Sure enough, when I went to look at the International Council on Clean Transportation’s assumptions about hydrogen refueling stations, I found this:
We assume the annual fixed operational cost of maintenance and labor to be 4% of the system capital cost, similar to previous studies (Brynolf et al., 2018; Matute et al., 2019).
Anecdotally it appears that this is another thumb on the scale that benefits hydrogen truck refueling total costs of ownership that is systemic. But is it actually true? Is there data that is available that the ICCT and others should be considering?
It took a while to track down a source, but yet again California and the US NREL came through. I found a 2022 report, Next Generation Hydrogen Station Analysis, presented as part of the DOE Hydrogen Program at an Annual Merit Review and Peer Evaluation Meeting. It included six years of maintenance data on the fuel cell pumps in the state. The data ended after Q2 of 2021, but that was sufficient to see an increase post COVID and of course there was pre-COVID data.

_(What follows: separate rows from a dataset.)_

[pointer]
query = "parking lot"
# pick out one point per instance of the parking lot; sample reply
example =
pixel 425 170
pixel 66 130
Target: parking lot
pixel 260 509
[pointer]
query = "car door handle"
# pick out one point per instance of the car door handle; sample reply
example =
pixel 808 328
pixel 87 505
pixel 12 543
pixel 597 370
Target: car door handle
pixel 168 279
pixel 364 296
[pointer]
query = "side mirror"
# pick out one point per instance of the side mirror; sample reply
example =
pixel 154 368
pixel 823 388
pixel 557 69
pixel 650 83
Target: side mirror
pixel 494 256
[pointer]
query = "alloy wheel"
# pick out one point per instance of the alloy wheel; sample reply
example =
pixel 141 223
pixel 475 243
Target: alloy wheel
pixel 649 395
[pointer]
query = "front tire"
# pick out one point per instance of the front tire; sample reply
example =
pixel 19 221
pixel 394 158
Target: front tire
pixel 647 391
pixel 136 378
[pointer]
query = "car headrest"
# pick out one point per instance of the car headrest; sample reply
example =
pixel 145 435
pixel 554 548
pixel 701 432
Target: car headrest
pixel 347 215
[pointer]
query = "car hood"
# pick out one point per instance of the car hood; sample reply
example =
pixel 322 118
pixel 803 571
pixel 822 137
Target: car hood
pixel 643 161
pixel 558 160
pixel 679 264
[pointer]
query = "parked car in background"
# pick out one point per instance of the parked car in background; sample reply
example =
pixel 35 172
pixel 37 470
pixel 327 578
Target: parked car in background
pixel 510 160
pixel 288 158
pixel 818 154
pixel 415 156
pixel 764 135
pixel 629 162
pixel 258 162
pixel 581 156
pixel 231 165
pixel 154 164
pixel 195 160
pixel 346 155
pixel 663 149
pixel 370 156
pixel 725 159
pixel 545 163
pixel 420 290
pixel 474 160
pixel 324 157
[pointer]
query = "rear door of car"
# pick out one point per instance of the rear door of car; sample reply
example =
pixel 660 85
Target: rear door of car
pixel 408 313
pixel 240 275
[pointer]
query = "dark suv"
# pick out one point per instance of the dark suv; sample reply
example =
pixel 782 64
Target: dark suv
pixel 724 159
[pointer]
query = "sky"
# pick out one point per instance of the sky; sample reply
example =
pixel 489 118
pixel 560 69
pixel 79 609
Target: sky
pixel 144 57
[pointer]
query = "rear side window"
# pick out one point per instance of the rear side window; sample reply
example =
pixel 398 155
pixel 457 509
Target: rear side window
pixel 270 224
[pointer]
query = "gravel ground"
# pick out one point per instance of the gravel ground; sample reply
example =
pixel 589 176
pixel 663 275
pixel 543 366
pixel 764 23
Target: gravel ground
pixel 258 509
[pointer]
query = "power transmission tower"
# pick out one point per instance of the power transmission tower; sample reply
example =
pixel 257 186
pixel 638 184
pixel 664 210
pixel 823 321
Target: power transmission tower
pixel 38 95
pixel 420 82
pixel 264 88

The data covered 55 retail stations, mostly for light vehicles, pumping hydrogen at 700 atmospheres into Toyota Mirais, Hyundai Nexos and the like. Many have only a single pump because there’s no demand for more. There were also a couple of heavy vehicle stations in there, but they weren’t split out separately, which is unfortunate as the added complexity undoubtedly adds to the maintenance costs. 110 new stations that the state intended to build never materialized, and the current count remains 55 a couple of years later.

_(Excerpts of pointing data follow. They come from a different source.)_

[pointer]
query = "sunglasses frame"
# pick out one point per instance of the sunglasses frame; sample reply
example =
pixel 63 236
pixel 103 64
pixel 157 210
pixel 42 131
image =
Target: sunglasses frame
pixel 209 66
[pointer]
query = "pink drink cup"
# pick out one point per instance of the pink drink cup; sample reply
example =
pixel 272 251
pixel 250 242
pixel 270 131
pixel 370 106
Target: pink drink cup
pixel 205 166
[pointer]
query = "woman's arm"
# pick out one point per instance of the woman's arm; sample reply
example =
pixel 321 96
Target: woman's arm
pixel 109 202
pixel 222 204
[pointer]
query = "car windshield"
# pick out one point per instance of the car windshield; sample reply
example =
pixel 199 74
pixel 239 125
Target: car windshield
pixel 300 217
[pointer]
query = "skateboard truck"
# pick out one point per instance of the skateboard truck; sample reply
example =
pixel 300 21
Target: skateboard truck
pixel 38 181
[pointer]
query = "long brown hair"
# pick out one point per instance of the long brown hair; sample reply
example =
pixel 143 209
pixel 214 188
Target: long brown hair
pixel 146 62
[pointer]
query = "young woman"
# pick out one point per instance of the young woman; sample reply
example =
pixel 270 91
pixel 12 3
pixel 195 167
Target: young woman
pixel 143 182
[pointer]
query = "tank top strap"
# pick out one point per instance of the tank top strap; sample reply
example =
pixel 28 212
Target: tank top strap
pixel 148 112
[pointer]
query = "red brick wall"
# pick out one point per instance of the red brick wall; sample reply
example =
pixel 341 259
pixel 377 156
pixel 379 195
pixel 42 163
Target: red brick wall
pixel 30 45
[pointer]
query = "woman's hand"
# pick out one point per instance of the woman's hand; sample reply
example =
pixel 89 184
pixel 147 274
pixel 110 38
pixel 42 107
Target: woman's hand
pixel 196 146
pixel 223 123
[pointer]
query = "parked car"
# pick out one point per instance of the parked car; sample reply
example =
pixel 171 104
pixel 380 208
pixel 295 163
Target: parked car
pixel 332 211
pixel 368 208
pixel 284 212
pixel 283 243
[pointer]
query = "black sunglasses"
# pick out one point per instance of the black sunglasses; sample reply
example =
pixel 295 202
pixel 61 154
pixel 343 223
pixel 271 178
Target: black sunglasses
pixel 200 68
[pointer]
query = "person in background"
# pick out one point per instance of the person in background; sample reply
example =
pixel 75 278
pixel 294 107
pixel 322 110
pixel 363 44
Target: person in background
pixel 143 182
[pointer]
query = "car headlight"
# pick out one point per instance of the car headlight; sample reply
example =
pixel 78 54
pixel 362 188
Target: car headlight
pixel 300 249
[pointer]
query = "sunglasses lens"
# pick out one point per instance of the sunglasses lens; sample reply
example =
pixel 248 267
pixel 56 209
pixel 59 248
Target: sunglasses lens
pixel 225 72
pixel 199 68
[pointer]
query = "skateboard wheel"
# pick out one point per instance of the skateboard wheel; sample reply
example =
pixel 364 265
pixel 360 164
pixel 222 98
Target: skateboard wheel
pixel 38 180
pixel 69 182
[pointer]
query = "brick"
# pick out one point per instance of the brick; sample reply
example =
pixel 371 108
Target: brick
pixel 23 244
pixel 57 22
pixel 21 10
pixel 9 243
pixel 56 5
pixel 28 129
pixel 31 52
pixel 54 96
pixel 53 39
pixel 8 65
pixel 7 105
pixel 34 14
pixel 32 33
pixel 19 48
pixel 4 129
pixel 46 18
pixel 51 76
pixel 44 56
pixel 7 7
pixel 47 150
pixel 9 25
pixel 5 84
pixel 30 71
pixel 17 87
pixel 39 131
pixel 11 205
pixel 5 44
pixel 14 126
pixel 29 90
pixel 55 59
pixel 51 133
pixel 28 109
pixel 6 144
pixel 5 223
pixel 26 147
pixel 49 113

Why added complexity? Well, refueling pumps for light vehicles are slow, dispensing on average 0.93 kg of hydrogen per minute per the NREL report on actual rates, meaning it takes about five minutes to fill up a Toyota Mirai from empty. That compares to gas pumps which run at of 10 gallons per minute in the USA, with a gallon being the energy equivalent of a kilogram of hydrogen. Fuel cell cars are more efficient than internal combustion cars, so it’s more like ten gallons equivalent for a car in five minutes.
This is, of course, completely inadequate for heavy trucks, which would require 50 to 100 kilograms or more of hydrogen when refueling, leading to refueling times longer than charging times for battery electric trucks, up to 90 minutes. And it’s inadequate for mid-sized delivery vehicles as well, because those light vehicle stations are optimized to deliver about five kilograms before having to go through a lengthy recompression cycle. That’s part of the report from a study on a mid-sized delivery van’s trial in the UK, where refueling took three times as long, about 15 minutes, just to get 10 kilograms of hydrogen.
So a bunch of additional equipment of higher grade and greater cost is added to heavy vehicle refueling stations to make them somewhat better. Still not great. NREL in a test environment has managed to approximate diesel pump rates with pressurized hydrogen, but that’s a bespoke test facility and there’s no guarantee that it would be remotely economic or commercializable.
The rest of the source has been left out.